Test Function Specification Generation: Users select desired test recommendations and prompt the application to generate test function specifications and references. These are reliable starting points for users to enrich the ML system test suites.

Success Metrics

Our product’s success will depend on mutation testing of the test functions developed based on our application-generated specifications. The evaluation metric is the success rate of detecting the perturbations introduced to the ML project code.
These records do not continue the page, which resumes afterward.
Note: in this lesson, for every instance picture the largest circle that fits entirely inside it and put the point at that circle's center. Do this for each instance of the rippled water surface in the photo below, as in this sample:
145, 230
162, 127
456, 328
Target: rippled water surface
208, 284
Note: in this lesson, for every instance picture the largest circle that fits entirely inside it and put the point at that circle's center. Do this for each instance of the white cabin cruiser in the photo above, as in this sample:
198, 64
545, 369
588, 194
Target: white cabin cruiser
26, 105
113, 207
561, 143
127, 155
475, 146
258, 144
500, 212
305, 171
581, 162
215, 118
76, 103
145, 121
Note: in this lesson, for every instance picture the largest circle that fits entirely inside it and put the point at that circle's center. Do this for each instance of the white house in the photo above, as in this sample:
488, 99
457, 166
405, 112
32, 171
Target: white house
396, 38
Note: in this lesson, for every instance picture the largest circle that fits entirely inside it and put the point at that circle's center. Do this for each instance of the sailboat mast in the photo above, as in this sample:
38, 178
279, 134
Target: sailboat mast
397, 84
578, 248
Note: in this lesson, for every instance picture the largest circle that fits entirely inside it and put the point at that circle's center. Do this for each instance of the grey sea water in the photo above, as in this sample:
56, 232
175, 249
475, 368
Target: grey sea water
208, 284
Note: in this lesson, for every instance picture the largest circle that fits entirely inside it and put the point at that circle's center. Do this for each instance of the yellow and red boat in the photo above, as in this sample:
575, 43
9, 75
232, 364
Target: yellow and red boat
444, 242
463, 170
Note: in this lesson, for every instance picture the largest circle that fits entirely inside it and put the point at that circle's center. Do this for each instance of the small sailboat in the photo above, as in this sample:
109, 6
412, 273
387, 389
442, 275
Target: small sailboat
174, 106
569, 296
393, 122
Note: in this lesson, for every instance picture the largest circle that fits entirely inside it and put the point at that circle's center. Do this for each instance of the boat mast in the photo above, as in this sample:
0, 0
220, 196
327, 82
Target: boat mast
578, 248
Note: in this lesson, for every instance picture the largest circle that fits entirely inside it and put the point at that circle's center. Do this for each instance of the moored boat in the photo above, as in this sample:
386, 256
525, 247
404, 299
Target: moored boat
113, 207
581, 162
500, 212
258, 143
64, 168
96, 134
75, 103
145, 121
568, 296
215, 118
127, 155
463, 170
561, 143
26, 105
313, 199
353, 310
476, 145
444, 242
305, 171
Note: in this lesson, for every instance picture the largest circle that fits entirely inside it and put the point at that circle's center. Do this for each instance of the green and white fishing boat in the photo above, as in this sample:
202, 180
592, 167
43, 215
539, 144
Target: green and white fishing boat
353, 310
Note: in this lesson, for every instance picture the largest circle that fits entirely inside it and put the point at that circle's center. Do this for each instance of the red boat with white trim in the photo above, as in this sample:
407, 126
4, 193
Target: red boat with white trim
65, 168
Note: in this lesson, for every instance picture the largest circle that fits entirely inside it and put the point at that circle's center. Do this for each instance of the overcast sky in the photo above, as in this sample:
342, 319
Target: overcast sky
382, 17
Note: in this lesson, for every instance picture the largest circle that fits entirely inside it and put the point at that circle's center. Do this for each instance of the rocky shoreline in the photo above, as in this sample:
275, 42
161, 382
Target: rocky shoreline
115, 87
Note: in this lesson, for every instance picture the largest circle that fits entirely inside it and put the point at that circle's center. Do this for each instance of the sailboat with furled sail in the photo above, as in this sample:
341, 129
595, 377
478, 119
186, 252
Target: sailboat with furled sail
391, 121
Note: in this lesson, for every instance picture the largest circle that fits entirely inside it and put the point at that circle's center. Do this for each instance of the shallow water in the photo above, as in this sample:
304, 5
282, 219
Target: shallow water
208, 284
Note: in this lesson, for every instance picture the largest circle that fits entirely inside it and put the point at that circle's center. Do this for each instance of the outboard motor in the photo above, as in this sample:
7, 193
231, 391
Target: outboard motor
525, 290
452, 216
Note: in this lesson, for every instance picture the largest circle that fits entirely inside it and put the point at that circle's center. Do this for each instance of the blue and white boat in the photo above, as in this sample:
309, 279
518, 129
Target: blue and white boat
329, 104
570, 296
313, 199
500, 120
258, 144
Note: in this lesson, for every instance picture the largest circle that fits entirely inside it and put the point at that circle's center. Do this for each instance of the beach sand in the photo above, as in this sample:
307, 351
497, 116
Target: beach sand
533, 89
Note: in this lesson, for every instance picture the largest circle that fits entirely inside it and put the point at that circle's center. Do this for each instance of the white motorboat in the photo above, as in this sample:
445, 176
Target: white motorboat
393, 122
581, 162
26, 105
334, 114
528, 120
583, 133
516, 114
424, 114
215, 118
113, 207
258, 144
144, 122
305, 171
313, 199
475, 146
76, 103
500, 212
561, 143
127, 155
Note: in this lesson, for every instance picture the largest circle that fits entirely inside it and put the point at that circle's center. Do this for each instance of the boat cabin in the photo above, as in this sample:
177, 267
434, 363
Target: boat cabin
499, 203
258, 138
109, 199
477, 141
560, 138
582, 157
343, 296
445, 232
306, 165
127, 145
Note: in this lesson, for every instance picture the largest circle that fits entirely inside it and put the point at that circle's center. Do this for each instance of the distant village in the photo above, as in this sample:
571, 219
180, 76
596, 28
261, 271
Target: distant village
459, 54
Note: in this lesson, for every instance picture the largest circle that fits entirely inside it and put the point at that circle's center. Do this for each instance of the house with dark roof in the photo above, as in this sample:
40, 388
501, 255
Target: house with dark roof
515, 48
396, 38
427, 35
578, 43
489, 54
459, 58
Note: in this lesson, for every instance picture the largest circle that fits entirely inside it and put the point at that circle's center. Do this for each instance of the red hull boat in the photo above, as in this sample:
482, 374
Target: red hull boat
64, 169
Our partners and stakeholders expect a significant improvement in the testing suites of their ML systems post-application usage. As a result, the testing suites will demonstrate high accuracy in detecting faults, ensuring consistency and high quality of ML projects during updates.

Data Science Approach

Data: GitHub Repositories

In this project, GitHub repositories are our data.

To develop our testing checklist, we will collect 11 repositories studied in (Openja et al. 2023). Additionally, we will collect 377 repositories identified in the study by (Wattanakriengkrai et al. 2022) for our product development.

For each repository, we are interested in the metadata and the ML modeling- and test-related source code. The metadata will be retrieved using the GitHub API, while the source code will be downloaded and filtered using our custom scripts. To ensure the relevance of the repositories to our study, we will apply the following criteria for filtering: 1. Repositories that are related to ML systems. 2. Repositories that include test cases. 3. Repositories whose development is written in the Python programming language.

Methodologies

Our data science methodology incorporates human expert evaluation and prompt engineering to assess and enhance the test quality of ML systems.

Human Expert Evaluation

We will begin by formulating a comprehensive checklist for evaluating the data and ML pipeline based on the established testing strategies outlined in (Openja et al. 2023) as the foundational framework. Based on the formulated checklist, our team will manually assess the test quality within each repository data. We will refine the checklist to ensure applicability and robustness when testing general ML systems.
Prompt Engineering

We will engineer the prompts for LLM to incorporate with the ML system code and the curated checklist and to serve various purposes across the three-stage process:
1. Prompts to examine test cases within the ML system source codes and deliver test completeness scores.
2. Prompts to compare and contrast the existing tests and the checklist and deliver recommendations.
3. Prompts to generate system-specific test specifications based on user-selected testing recommendations (Schäfer et al. 2023)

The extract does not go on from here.